Farley looked at her sharply.
"You mean something in your subconscious?" Phil asked.
"Perhaps that's what it is, and yet they say that you try to escape knowledge of your subconscious—that it frightens you. I am not frightened, Phil. I feel ... expectant."
"I'd feel more expectant," he said, "if I were quite sure of what I was doing. The trouble is that while ordinary light could in theory show you the super-astronomy of the stars and planets that are made up of atoms consisting of our stars and planets, it won't work the other way."
"Why not?" Farley wanted to know.
"Wave length. As it is, we have to use an electron microscope to see the larger molecules; the wave length of visible light is too coarse-grained to show anything that small. So just try to imagine how impossible it would be to see the sub-atoms—infra-atoms—that I'm talking about if one had to rely on ordinary light! The electron microscope wouldn't help, either. It would be exactly as though some gigantic, super-researcher were trying to look at one of our molecules by bombarding it with a shower of planets."
"Then how can you see this 'red shift'?" Katherine asked.
"I can't," he said. "I detect it by a kind of mathematical diagnosis. It's an inferential process—as most forms of observation are, in modern physics."
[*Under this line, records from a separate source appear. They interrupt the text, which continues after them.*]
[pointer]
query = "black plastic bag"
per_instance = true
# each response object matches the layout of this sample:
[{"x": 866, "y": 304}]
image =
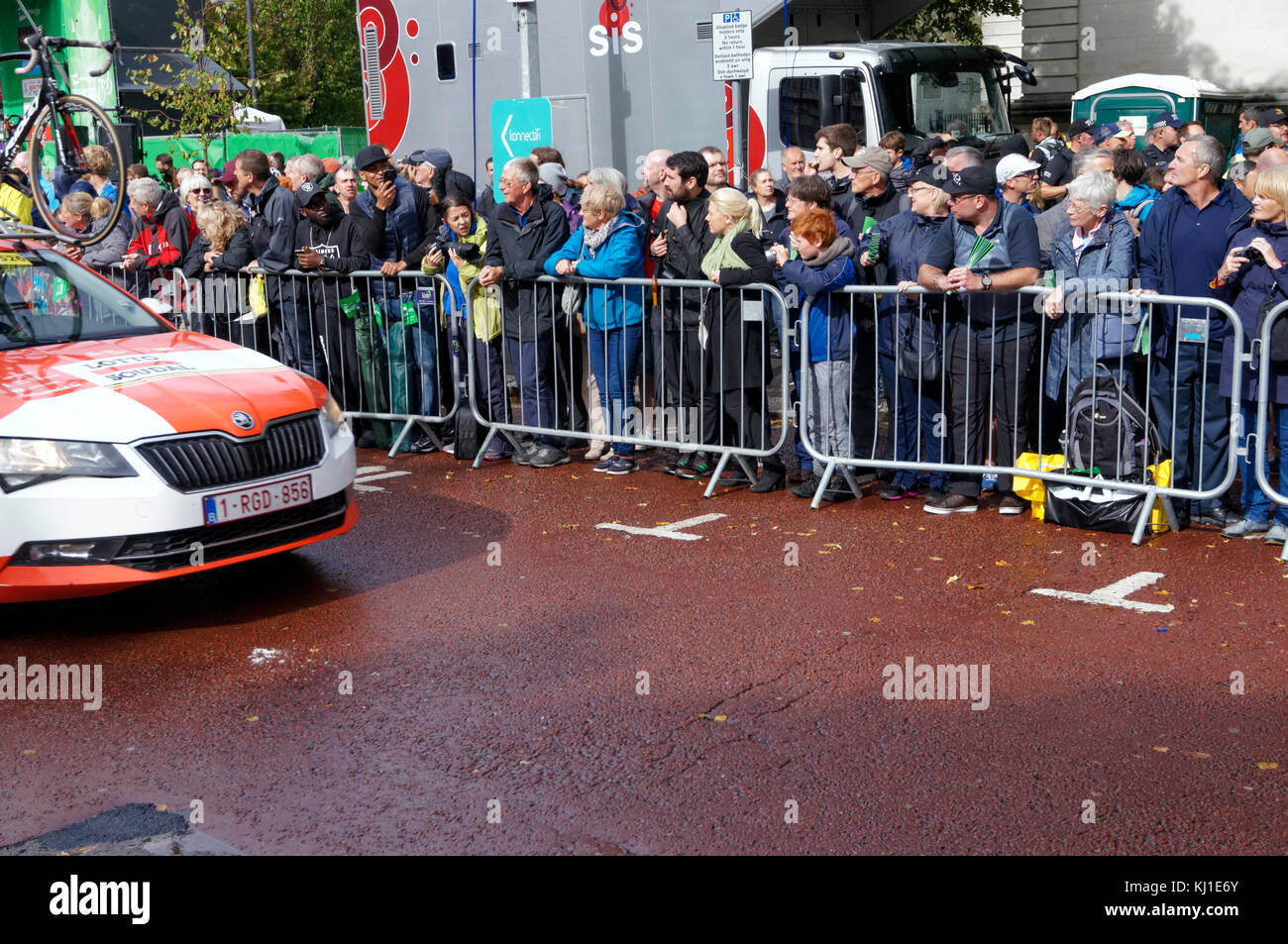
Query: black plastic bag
[{"x": 1094, "y": 509}]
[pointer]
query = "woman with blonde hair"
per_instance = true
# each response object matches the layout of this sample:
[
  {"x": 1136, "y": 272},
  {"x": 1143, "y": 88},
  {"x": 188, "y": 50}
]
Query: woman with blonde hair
[
  {"x": 609, "y": 244},
  {"x": 735, "y": 346},
  {"x": 111, "y": 248},
  {"x": 1253, "y": 278}
]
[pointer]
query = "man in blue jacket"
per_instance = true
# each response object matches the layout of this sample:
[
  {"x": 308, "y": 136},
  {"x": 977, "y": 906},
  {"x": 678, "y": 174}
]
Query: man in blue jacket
[{"x": 1181, "y": 248}]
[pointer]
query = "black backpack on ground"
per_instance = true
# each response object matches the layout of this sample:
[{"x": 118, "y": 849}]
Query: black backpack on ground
[{"x": 1108, "y": 430}]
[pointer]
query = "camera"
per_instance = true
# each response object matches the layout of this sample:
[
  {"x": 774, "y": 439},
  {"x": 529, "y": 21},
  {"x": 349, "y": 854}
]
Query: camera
[{"x": 465, "y": 250}]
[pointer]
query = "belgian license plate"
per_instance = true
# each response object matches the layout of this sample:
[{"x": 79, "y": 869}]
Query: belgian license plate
[{"x": 258, "y": 500}]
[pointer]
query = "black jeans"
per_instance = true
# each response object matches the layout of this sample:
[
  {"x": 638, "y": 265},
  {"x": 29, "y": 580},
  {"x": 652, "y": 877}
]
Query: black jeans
[{"x": 984, "y": 374}]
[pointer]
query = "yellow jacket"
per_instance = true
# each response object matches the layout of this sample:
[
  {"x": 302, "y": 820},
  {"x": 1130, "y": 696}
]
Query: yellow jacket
[
  {"x": 487, "y": 303},
  {"x": 14, "y": 204}
]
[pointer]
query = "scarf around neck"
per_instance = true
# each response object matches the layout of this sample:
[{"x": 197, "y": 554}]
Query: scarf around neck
[{"x": 721, "y": 254}]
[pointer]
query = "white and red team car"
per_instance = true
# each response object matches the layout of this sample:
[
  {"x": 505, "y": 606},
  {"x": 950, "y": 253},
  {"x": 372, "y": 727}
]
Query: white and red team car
[{"x": 132, "y": 452}]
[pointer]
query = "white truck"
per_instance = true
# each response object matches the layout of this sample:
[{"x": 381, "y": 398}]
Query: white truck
[{"x": 625, "y": 77}]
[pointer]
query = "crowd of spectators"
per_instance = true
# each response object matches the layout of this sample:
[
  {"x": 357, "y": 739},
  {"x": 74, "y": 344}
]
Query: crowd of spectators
[{"x": 1176, "y": 217}]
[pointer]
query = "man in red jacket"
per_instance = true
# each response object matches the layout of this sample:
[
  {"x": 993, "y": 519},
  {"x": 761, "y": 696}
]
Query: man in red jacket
[{"x": 161, "y": 227}]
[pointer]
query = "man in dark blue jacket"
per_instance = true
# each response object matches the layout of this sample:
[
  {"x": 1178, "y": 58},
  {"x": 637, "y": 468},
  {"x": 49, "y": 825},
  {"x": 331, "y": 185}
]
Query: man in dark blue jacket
[
  {"x": 522, "y": 235},
  {"x": 271, "y": 231},
  {"x": 1181, "y": 248}
]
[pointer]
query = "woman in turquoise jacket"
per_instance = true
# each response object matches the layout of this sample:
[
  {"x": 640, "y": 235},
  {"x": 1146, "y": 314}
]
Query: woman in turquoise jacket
[{"x": 610, "y": 245}]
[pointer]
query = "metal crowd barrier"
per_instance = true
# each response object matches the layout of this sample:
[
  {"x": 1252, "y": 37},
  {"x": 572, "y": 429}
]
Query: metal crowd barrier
[
  {"x": 700, "y": 371},
  {"x": 1261, "y": 438},
  {"x": 906, "y": 314},
  {"x": 381, "y": 344}
]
Farley was looking as intelligent as he possibly could, but it was plain that he was out of his depth. He had heard of the red shift, but he decided he had better not have it explained.
"There's another thing," Phil said. "The time it would take light to make the round trip of our Einsteinian finite universe would be so great—in the order of 4π x 108 years—that not only would you not see your not-yet born self, but the Earth wouldn't have been formed either. The light you saw would be that many years out of date. However, in this case the elapsed time would be hyper-time, and you'd be there in ordinary time."